The Mason family's journey westward in the early 20th century is emblematic of second or third-generation immigrants. They leave their established farms on the East Coast in search of liberty and riches in the still undeveloped West. The GAT should deal with the over-used concept of the rags to riches American Dream, as seen through the eyes of a child in the lives of his parents, Elsa and Bo Mason.
Bo Mason is convinced that the Big Rock Candy Mountain is real and waiting for him. He drags his family from place to place in search of his get rich quick pipe dream. Something always seems to go wrong with his projects, often because they fall outside the law. Bo is not afraid of hard work, but he always gets tired of slow and steady and hatches another plan.

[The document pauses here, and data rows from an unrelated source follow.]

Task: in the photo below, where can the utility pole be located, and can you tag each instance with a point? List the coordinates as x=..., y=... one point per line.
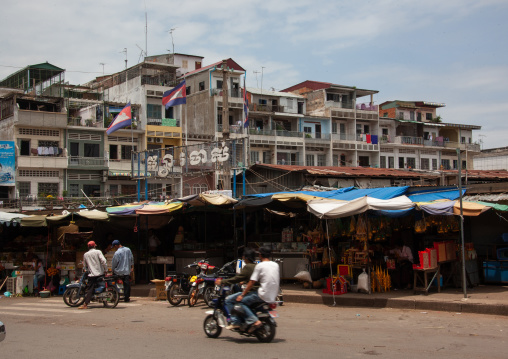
x=225, y=120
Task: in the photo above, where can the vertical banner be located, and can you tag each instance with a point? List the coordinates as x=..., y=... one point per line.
x=7, y=163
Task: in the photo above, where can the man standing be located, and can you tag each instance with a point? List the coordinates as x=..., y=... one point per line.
x=268, y=275
x=95, y=264
x=123, y=265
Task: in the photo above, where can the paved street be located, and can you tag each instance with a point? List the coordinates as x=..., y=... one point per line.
x=47, y=328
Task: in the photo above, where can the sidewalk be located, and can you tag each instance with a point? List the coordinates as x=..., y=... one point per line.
x=483, y=299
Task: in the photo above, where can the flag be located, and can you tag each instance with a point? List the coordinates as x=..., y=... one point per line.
x=175, y=96
x=123, y=119
x=245, y=109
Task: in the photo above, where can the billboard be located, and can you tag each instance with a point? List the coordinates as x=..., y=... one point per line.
x=203, y=157
x=7, y=163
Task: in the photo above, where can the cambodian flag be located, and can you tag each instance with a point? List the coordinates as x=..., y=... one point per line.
x=175, y=96
x=123, y=119
x=245, y=109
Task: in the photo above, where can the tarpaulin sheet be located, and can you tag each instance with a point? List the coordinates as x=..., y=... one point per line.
x=328, y=209
x=434, y=195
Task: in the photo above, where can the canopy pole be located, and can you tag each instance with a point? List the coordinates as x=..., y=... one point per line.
x=330, y=261
x=464, y=287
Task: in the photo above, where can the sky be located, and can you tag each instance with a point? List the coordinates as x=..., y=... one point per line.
x=452, y=52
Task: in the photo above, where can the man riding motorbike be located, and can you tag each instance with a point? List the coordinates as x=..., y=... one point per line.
x=249, y=256
x=268, y=275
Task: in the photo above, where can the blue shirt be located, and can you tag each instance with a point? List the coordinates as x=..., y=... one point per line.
x=122, y=261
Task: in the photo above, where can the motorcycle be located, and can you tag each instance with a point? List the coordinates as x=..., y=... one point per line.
x=105, y=292
x=178, y=285
x=219, y=318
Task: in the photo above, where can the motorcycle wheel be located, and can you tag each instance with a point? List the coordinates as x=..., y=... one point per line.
x=72, y=298
x=174, y=290
x=266, y=333
x=113, y=298
x=193, y=296
x=208, y=296
x=211, y=327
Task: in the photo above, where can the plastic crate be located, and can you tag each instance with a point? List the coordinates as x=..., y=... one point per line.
x=11, y=285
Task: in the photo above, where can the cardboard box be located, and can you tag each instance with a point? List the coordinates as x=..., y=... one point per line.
x=432, y=257
x=441, y=251
x=451, y=253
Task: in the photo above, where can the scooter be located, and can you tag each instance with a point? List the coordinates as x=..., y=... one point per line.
x=105, y=292
x=219, y=318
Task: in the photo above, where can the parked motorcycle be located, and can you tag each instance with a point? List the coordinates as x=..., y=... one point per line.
x=105, y=292
x=219, y=318
x=178, y=285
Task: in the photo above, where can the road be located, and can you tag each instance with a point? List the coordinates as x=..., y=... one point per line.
x=47, y=328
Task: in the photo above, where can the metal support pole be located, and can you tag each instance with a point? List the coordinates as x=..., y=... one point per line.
x=464, y=287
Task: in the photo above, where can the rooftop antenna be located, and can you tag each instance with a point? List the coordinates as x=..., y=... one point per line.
x=142, y=53
x=256, y=73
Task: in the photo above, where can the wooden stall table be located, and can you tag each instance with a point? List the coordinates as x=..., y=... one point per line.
x=421, y=276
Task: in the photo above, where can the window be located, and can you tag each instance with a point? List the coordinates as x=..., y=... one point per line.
x=91, y=150
x=309, y=160
x=113, y=152
x=364, y=161
x=254, y=157
x=126, y=152
x=74, y=148
x=47, y=189
x=74, y=190
x=321, y=160
x=266, y=157
x=24, y=189
x=24, y=148
x=153, y=111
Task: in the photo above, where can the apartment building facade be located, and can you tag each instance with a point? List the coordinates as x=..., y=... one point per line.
x=413, y=136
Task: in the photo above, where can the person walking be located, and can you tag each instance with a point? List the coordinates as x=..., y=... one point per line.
x=123, y=266
x=95, y=264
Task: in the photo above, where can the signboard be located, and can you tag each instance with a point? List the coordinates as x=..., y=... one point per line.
x=7, y=163
x=203, y=157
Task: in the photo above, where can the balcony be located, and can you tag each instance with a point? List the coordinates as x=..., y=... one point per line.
x=87, y=162
x=42, y=119
x=78, y=121
x=40, y=162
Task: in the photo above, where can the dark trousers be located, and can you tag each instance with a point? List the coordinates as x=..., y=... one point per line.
x=92, y=283
x=126, y=286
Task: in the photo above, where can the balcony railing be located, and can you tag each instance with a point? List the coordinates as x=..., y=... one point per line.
x=88, y=161
x=236, y=93
x=78, y=121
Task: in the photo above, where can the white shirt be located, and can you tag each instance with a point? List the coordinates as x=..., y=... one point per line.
x=268, y=275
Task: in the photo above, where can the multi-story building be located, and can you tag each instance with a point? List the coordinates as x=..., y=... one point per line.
x=348, y=128
x=412, y=135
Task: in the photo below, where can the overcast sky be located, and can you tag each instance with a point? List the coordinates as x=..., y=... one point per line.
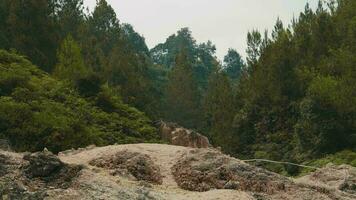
x=224, y=22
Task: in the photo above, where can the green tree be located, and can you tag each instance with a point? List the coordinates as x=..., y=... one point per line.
x=182, y=96
x=233, y=64
x=70, y=64
x=31, y=29
x=219, y=110
x=71, y=17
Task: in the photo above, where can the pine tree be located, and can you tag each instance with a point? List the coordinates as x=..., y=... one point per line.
x=70, y=64
x=233, y=64
x=219, y=110
x=182, y=94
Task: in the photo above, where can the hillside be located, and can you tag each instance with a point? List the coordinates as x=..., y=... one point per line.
x=38, y=111
x=153, y=171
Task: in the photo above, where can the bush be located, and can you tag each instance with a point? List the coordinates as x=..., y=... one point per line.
x=38, y=111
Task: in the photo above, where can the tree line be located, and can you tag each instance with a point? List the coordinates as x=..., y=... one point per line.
x=293, y=99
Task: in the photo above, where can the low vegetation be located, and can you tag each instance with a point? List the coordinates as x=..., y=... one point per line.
x=38, y=111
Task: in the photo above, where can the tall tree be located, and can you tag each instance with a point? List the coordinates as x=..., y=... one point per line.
x=182, y=93
x=70, y=64
x=219, y=110
x=233, y=64
x=31, y=30
x=71, y=17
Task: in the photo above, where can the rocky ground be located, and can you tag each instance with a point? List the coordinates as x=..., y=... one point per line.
x=154, y=171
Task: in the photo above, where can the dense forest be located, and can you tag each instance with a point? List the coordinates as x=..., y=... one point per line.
x=70, y=78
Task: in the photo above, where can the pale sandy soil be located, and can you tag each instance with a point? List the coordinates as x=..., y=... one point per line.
x=99, y=184
x=163, y=155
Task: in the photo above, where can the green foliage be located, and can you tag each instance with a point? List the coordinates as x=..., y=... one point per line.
x=182, y=93
x=219, y=110
x=37, y=111
x=70, y=64
x=233, y=64
x=297, y=100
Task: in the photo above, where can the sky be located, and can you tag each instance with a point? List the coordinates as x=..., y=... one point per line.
x=224, y=22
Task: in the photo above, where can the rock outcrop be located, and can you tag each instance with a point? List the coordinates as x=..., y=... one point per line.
x=209, y=169
x=157, y=172
x=132, y=165
x=177, y=135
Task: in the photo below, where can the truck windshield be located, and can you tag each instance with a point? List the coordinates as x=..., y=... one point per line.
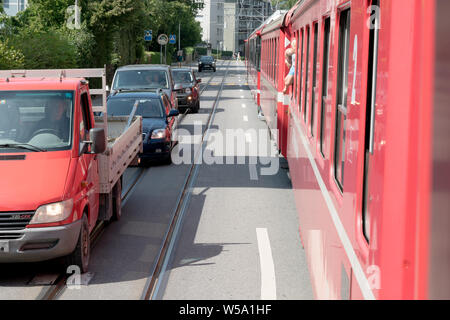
x=141, y=79
x=39, y=119
x=147, y=108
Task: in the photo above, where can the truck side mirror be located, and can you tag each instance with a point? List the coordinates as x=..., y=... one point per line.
x=98, y=140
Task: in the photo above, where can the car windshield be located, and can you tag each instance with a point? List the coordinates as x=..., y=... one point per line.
x=141, y=79
x=41, y=119
x=182, y=76
x=206, y=59
x=147, y=108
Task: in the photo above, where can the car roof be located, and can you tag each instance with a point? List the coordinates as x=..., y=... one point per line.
x=144, y=67
x=134, y=94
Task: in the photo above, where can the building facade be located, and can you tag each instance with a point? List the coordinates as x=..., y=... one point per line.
x=12, y=7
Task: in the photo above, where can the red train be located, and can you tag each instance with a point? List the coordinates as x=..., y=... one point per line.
x=365, y=128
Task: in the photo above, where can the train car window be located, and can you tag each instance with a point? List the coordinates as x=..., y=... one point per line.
x=306, y=75
x=314, y=84
x=300, y=76
x=325, y=62
x=370, y=117
x=296, y=66
x=341, y=103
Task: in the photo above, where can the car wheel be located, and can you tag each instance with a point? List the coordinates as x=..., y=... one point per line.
x=80, y=256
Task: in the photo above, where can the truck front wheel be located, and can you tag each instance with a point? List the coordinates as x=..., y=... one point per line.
x=80, y=256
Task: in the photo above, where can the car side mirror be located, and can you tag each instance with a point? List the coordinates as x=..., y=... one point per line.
x=173, y=113
x=98, y=140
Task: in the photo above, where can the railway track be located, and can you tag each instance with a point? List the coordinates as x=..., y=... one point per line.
x=59, y=285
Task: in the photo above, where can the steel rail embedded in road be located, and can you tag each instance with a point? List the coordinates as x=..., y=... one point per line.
x=150, y=290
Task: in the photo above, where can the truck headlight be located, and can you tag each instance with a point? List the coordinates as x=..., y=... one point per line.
x=159, y=134
x=54, y=212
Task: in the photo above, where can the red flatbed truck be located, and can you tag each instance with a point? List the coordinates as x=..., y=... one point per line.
x=61, y=167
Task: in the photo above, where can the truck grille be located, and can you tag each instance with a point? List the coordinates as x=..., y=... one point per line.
x=12, y=221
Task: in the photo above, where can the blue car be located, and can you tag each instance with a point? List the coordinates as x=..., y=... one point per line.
x=158, y=121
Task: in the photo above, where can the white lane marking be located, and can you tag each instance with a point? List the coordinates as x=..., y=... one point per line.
x=268, y=283
x=356, y=265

In counterpoint to Bo's restlessness is Elsa's dream of a real home. She went westward in search of a better life, but her dreams are those of a homemaker. She is the true anchor of the Mason family, but Bo seems to take her for granted.
The novel is episodic, with each section detailing a specific period in the family saga. The story is picked up by their younger son Bruce, a sensitive and introspective boy. As he grows up, he becomes more interested in the questions about his origins and his relationship with his parents.
I was captivated by the richness of detail and the lived-in, authentic vibe of the setting. The novel has the authority of the eye-witness and the lyrical turn of phrase that will become emblematic of Stegner's later novels. It's a long story, extremely detailed, but I never felt the need to put it down.
The final chapters turn from history to analysis, as the Mason family seems to go from one tragedy to the next. The good work put in the previous pages still kept me glued to the book as I followed Bruce reasoning out his feelings and trying to put his family saga in the larger context of a nation in search of its identity and its heart.
This search for the true roots of a nation divided by bigotry, pipe-dreams and violence should be even more relevant in 2024 than it was in 1943. The introspective journey of Bruce Mason could mark a way out of the divisiveness that seems hell bent on destroying the very fabric of the nation.